ATLANTA (Atlanta Biz Chronicle) -- Atlanta developer Carter is among the real estate companies vying for a piece of a 12.5-acre property near Atlantic Station that could involve new terminals for Amtrak and Greyhound.
Carter has submitted proposals to the State Road and Tollway Authority to develop the transit-oriented project.
The Authority owns the site at 17th Street and Northside Drive by IKEA and the Norfolk Southern Corp. rail line and across from the Atlanta Water Works. Amtrak has chosen the property to contain a facility that would replace its historic Peachtree Street station, according to marketing materials for the site involving the authority, the real estate company Lionstone Group LLC, and a local commercial real estate brokerage.
The latest wrinkle is the possibility of a new Greyhound Lines Inc. terminal on the site, according to people familiar with the plans.
Carter declined to discuss that possibility, but confirmed it has responded to the request for proposals to develop the 5.8-acre parcel abutting Northside.
Greyhound built its downtown terminal for the Olympics, and it was meant to be a temporary site.
The state is also marketing the adjacent parcel Northside and 17th Street that could eventually contain new retail and apartments. Together, both parcels would form a more than 12-acre mixed-use, transit-oriented development between Midtown's office towers on Peachtree, Atlantic Station and the emerging retail districts along Northside and Howell Mill, known as the Westside. It would also join other nearby projects in the works, including Pollack Shores Real Estate Group's apartment development at 16th and Mecaslin.
"We plan commercial and retail uses, and we are working on an idea for the site that could have a transportation component," Carter President Scott Taylor said. "Amtrak is part of this plan. We're waiting to see if we're selected."
The state has hired the commercial real estate brokerage Major & Arroll LLC to market the Northside/17th site, said authority spokeswoman Malika Reed Wilkins.
Initially, the process yielded three proposals from developers, but she offered few details. "One proposal remains under review," she said. "Since we are currently in the middle of the procurement, we typically keep specific proposal information confidential during this time."
It's an important urban infill site, especially for the Northside corridor. Georgia Tech professor Mike Dobbins said the school has studied how to better connect the areas along Northside back to Atlanta's downtown core.
In an interview with Atlanta Business Chronicle earlier this year, Dobbins described the corridor as "ragtag," but Tech's civil engineering and urban planning students have tried to come up with ideas to transform it into a "grand boulevard." Unlike Atlanta's most famous corridor, Peachtree Street, Northside faces a lack of identity.

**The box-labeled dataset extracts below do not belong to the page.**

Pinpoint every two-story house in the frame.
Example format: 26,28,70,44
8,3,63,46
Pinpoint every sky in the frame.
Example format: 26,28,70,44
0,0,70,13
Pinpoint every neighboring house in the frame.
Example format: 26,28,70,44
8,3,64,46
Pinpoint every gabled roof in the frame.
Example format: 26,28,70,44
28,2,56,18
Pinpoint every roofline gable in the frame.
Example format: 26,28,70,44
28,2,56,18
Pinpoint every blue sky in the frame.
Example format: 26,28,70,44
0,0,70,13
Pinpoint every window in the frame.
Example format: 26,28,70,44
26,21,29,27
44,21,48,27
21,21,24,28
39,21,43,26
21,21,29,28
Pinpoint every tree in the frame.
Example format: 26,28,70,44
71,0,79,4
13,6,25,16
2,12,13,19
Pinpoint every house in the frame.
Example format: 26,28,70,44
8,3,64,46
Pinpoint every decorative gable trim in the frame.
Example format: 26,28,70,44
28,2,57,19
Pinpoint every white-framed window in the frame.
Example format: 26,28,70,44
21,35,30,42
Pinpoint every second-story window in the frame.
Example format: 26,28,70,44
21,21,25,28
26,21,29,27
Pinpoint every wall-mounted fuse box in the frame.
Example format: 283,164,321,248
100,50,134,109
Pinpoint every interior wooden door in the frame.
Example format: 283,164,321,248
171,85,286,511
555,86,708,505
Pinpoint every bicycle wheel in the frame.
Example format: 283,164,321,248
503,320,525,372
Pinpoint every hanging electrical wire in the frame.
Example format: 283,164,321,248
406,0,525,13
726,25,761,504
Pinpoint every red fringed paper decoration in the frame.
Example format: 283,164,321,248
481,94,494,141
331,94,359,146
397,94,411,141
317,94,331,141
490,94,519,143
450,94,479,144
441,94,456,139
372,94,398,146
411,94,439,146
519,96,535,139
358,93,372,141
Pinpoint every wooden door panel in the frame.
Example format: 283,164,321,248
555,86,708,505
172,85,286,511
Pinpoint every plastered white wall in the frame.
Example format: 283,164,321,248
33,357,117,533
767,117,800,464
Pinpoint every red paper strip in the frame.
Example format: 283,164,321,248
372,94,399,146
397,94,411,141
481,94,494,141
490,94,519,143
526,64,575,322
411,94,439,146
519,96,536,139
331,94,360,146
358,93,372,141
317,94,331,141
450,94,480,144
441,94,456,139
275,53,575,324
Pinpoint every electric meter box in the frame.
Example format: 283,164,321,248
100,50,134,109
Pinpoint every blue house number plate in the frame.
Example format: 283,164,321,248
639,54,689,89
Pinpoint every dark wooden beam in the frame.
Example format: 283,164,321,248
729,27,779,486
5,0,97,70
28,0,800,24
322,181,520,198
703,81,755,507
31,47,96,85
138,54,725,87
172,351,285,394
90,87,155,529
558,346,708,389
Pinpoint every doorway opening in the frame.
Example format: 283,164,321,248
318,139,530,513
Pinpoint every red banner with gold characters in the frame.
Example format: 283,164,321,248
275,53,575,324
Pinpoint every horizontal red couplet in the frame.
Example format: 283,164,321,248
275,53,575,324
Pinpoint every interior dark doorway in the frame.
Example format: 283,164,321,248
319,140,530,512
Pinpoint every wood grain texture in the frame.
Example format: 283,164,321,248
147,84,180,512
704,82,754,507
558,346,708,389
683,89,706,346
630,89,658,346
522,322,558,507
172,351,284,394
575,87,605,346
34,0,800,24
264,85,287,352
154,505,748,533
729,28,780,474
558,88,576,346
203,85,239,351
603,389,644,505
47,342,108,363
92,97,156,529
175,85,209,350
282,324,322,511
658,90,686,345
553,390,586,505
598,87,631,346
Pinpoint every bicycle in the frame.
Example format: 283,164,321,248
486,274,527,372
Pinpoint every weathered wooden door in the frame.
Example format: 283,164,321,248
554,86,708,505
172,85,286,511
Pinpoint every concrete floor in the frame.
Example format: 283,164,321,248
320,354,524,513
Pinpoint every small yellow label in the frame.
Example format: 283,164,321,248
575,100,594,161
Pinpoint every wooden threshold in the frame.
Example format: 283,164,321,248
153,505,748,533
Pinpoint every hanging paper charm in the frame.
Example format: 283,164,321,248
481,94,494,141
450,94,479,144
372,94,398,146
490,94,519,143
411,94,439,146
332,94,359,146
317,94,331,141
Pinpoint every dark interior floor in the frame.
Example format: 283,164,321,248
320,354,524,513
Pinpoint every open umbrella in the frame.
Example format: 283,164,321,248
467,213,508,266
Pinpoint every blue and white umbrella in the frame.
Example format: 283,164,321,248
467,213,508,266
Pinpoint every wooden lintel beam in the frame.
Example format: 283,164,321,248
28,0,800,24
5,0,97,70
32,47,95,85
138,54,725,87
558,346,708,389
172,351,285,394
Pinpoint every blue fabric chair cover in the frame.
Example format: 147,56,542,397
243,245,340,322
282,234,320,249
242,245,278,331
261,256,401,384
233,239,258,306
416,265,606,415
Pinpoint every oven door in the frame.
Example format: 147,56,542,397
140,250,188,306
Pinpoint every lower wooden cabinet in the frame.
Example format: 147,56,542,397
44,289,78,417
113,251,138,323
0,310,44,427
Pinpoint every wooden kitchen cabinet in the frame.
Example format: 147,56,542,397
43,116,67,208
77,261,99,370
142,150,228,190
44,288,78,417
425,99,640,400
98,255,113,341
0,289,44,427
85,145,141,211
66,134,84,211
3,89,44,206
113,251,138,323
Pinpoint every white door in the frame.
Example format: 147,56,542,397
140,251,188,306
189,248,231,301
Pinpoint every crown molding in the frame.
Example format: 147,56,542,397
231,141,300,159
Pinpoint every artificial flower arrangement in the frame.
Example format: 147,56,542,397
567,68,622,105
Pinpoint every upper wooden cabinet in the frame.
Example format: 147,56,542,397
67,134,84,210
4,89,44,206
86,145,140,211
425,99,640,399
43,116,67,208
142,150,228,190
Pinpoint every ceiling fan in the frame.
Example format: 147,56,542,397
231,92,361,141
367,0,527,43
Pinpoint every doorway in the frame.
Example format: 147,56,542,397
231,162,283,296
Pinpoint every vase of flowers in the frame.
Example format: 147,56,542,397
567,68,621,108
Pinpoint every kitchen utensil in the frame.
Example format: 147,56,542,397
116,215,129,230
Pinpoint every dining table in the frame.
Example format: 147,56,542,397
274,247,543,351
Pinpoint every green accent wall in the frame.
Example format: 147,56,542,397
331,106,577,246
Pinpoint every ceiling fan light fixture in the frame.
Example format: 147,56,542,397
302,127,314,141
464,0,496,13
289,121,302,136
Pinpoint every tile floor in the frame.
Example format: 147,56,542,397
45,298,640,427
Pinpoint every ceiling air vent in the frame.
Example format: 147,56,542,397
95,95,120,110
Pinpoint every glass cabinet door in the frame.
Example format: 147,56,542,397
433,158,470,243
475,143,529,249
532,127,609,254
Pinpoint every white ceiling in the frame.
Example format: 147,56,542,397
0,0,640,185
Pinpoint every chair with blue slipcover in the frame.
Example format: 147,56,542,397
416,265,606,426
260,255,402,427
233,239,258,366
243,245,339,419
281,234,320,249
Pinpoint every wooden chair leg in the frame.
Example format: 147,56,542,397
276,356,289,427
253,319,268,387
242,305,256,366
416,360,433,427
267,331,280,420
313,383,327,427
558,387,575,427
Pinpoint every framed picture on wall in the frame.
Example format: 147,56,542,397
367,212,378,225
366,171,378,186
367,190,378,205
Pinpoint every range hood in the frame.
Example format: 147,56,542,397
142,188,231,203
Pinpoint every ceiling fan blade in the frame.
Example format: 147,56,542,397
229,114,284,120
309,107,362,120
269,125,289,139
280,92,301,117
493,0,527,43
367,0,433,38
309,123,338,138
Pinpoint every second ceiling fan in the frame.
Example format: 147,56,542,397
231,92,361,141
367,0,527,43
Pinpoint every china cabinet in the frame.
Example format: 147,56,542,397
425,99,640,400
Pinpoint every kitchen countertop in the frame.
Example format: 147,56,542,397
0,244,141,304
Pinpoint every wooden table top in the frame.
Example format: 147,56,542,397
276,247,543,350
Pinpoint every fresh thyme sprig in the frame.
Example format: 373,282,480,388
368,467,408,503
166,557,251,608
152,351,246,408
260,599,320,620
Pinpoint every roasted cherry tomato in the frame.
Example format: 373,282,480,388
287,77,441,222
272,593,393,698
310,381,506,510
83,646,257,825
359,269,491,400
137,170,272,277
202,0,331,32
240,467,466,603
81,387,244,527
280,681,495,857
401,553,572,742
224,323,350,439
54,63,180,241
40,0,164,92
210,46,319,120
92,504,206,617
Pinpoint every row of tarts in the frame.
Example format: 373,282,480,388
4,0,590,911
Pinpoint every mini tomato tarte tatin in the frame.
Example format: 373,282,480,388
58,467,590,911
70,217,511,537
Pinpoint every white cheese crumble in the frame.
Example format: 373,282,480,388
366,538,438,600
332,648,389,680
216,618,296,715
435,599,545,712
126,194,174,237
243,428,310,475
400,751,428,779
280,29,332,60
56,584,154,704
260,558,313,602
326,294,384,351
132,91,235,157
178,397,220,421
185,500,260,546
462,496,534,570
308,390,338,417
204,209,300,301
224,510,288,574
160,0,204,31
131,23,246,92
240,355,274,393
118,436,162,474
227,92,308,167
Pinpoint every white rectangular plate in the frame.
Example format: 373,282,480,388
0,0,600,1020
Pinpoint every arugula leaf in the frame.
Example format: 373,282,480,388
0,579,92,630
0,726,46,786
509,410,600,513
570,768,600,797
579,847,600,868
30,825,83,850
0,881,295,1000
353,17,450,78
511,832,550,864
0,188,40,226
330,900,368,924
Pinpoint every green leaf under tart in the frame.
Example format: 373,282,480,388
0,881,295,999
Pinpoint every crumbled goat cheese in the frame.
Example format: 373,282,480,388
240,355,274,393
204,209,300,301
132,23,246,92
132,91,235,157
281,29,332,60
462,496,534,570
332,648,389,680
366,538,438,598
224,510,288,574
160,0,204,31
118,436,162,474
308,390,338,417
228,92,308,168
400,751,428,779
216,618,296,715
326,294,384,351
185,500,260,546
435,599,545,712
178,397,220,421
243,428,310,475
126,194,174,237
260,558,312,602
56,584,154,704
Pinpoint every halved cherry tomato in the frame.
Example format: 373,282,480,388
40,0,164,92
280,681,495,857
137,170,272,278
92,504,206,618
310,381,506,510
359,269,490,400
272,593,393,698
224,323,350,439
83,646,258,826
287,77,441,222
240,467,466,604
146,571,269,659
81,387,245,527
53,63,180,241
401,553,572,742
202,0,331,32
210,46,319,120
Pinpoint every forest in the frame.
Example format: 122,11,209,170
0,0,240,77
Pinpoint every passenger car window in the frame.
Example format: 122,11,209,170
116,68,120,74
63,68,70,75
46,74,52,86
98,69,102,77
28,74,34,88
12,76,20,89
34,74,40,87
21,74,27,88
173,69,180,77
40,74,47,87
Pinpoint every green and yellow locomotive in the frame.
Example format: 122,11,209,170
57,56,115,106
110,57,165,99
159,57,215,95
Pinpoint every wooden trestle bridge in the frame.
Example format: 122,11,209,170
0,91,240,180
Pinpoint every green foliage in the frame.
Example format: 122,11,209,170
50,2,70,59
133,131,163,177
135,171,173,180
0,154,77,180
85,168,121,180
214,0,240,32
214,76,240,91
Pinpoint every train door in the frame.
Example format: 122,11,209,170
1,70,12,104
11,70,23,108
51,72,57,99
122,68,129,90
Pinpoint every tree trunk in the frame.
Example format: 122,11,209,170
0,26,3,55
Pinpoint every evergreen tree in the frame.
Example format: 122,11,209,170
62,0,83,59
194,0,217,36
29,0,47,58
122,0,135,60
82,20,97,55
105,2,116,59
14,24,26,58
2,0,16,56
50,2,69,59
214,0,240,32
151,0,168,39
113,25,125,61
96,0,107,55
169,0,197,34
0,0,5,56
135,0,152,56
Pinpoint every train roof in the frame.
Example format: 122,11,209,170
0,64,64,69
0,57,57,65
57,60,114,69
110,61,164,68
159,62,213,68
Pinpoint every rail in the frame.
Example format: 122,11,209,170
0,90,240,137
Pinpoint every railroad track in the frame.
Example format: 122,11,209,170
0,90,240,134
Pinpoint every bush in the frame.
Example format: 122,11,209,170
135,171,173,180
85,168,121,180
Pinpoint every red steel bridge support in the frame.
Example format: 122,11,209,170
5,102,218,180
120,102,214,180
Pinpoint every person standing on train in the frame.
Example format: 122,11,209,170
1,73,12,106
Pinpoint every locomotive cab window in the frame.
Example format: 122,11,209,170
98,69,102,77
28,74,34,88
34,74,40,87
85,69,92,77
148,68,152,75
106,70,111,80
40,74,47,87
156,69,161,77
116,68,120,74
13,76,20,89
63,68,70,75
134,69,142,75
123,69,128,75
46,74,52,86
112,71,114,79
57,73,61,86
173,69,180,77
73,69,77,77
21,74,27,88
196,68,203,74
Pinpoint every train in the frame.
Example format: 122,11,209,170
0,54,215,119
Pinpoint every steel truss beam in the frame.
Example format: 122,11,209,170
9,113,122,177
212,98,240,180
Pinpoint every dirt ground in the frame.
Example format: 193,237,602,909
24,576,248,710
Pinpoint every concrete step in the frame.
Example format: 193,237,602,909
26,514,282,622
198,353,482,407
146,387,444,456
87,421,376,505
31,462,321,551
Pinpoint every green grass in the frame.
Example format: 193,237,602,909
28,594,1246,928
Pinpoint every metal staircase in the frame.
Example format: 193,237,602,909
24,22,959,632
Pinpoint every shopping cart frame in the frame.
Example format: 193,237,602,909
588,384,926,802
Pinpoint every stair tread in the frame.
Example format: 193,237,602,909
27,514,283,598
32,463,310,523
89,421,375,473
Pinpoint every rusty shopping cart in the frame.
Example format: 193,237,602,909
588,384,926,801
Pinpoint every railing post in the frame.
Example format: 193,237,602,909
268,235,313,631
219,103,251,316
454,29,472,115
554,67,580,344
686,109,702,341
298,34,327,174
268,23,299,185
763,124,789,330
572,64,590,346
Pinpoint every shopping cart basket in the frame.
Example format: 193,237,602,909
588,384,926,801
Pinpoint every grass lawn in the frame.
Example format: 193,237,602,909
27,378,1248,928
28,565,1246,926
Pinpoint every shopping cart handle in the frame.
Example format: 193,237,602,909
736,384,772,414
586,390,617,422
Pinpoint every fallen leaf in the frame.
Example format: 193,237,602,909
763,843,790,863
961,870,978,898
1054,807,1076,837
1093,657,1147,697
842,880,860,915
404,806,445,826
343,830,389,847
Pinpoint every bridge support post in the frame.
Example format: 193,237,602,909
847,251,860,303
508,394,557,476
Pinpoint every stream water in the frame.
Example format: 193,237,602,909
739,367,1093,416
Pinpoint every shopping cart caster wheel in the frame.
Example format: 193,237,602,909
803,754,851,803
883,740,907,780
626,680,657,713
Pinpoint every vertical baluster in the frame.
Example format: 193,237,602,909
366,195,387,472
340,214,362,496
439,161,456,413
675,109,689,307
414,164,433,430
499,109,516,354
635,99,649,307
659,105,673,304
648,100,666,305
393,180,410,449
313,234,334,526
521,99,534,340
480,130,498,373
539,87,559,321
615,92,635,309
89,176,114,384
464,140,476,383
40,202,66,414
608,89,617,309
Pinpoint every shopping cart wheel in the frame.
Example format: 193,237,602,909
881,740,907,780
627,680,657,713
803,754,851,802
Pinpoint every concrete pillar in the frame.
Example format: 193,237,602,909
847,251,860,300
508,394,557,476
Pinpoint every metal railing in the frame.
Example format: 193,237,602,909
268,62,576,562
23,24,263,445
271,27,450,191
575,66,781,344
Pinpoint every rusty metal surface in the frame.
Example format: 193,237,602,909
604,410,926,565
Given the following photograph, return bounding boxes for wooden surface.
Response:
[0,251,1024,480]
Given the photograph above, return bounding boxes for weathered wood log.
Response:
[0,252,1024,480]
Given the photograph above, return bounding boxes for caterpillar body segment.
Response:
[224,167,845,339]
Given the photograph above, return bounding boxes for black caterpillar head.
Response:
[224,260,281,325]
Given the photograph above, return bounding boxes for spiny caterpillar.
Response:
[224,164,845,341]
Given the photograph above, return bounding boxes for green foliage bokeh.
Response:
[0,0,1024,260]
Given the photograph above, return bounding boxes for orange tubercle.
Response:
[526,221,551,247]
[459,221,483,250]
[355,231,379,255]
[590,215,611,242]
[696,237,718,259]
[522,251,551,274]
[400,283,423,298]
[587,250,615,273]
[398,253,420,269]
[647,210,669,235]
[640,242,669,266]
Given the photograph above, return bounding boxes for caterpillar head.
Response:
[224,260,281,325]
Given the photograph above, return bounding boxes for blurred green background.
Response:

The proposed development along Northside could help change that. There's a possibility Cobb County could hook its transit services into the site, Dobbins said. How to connect this site and Northside Drive to Midtown and downtown has a lot to do with what happens next along 17th, 14th, 10th, and Marietta streets, and North Avenue, and what transportation options are provided, said Jon Tuley, a principal planner with the Atlanta Regional Commission.
"When you look at a map or aerial of Midtown and downtown Atlanta, we have the core covered with good transit, bike and [pedestrian facilities]," he said. "We need to start focusing on our east-west connections. Maybe this site and the desire to connect Northside Drive and Atlantic Station to Midtown could serve as a catalyst for that discussion."
The project is nowhere close to as large as downtown's Gulch, nor is it intended as an alternative to the 120-acre site near the Georgia Dome, CNN Center and Philips Arena. It would be anchored by a multimodal passenger terminal. The Gulch is estimated to add almost 6 million square feet of office, retail and residential space.
It was recently added to a national list of infrastructure projects to be expedited through federal environmental review and permitting.